Innanzitutto dall'Unione Europea, dai cui cittadini e istituzioni finanziarie (primi landgrabbers al mondo) proviene il 44% degli investimenti totali legati all'accaparramento della terra. Ultimo anello della filiera, anche i consumatori europei hanno le loro responsabilità: ben il 60% dei prodotti alimentari acquistati al supermercato è connesso al fenomeno e al conseguente sfruttamento delle popolazioni.

Ma c'è un ulteriore risvolto: contrariamente a quanto si potrebbe pensare, il land grabbing non risparmia l'Europa (Italia compresa), dove si manifesta sotto le mentite e spesso sottovalutate spoglie della concentrazione del terreno e della progressiva, inesorabile sparizione delle piccole aziende agricole. L'area più colpita è quella dell'Est Europeo ma, secondo le stime dell'associazione Terra Nuova, entro i confini del Vecchio Continente ben un quinto delle terre disponibili si trova nelle mani dell'uno per cento delle aziende agricole, mentre l'80% delle aziende agricole comunitarie controlla appena il 14,5% del totale.

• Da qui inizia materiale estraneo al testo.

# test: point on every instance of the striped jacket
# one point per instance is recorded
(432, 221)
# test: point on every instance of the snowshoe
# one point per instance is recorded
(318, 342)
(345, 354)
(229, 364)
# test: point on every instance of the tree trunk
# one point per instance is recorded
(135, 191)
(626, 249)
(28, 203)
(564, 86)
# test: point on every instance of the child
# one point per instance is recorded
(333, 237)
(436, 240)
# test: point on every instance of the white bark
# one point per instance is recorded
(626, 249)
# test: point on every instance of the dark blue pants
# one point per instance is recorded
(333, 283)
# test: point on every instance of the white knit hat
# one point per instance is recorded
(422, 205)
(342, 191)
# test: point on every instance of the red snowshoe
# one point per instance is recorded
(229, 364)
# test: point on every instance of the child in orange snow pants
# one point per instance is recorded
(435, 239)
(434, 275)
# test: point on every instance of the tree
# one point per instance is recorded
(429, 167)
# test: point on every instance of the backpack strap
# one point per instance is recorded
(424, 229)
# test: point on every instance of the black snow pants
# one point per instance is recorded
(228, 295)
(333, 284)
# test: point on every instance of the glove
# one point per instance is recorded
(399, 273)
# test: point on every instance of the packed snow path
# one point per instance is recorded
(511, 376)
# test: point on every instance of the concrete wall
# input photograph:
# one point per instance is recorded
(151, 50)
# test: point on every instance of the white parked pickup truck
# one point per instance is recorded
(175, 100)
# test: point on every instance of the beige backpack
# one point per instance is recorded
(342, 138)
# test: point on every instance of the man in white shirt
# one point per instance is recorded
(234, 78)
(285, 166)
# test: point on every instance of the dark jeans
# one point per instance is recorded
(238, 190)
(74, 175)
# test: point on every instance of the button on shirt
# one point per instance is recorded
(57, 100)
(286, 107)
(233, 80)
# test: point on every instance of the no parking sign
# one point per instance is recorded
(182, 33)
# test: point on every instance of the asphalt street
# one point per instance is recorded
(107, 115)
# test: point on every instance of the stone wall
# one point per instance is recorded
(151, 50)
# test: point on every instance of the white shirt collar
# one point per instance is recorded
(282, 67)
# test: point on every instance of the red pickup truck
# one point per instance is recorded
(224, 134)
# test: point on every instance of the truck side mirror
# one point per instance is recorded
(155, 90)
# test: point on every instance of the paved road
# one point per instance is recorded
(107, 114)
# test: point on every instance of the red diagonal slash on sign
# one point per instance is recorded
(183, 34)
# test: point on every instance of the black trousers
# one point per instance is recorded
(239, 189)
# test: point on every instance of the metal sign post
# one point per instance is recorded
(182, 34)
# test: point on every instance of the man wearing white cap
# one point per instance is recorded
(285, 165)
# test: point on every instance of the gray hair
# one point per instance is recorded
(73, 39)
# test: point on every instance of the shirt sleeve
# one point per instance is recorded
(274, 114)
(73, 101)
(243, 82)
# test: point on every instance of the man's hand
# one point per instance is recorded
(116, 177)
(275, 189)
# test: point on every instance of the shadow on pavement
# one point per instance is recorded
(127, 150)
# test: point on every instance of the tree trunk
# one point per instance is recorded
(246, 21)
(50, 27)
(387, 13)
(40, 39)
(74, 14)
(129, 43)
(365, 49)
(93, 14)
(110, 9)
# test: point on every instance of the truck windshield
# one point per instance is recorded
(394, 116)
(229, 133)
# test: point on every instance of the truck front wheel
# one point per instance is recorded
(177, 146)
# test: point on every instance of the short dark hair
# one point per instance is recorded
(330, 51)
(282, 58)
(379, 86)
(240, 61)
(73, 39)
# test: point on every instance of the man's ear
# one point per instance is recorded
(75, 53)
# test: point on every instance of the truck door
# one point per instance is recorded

Non sono buone notizie: meccanismi di questo tipo, causa e conseguenza di un innalzamento dei prezzi che mette in gioco grandi potenze e in crisi le piccole agricolture tradizionali, non possono che trasformarsi nell'erosione di ettari ed ettari di terra, alla mercé di speculatori di ogni tipo. Conoscere o approfondire le dinamiche spesso oscure di questo novello colonialismo 2.0 è un primo passo per affrontare il problema, e uno dei doveri etici fondamentali di un consumatore consapevole e forte delle proprie scelte.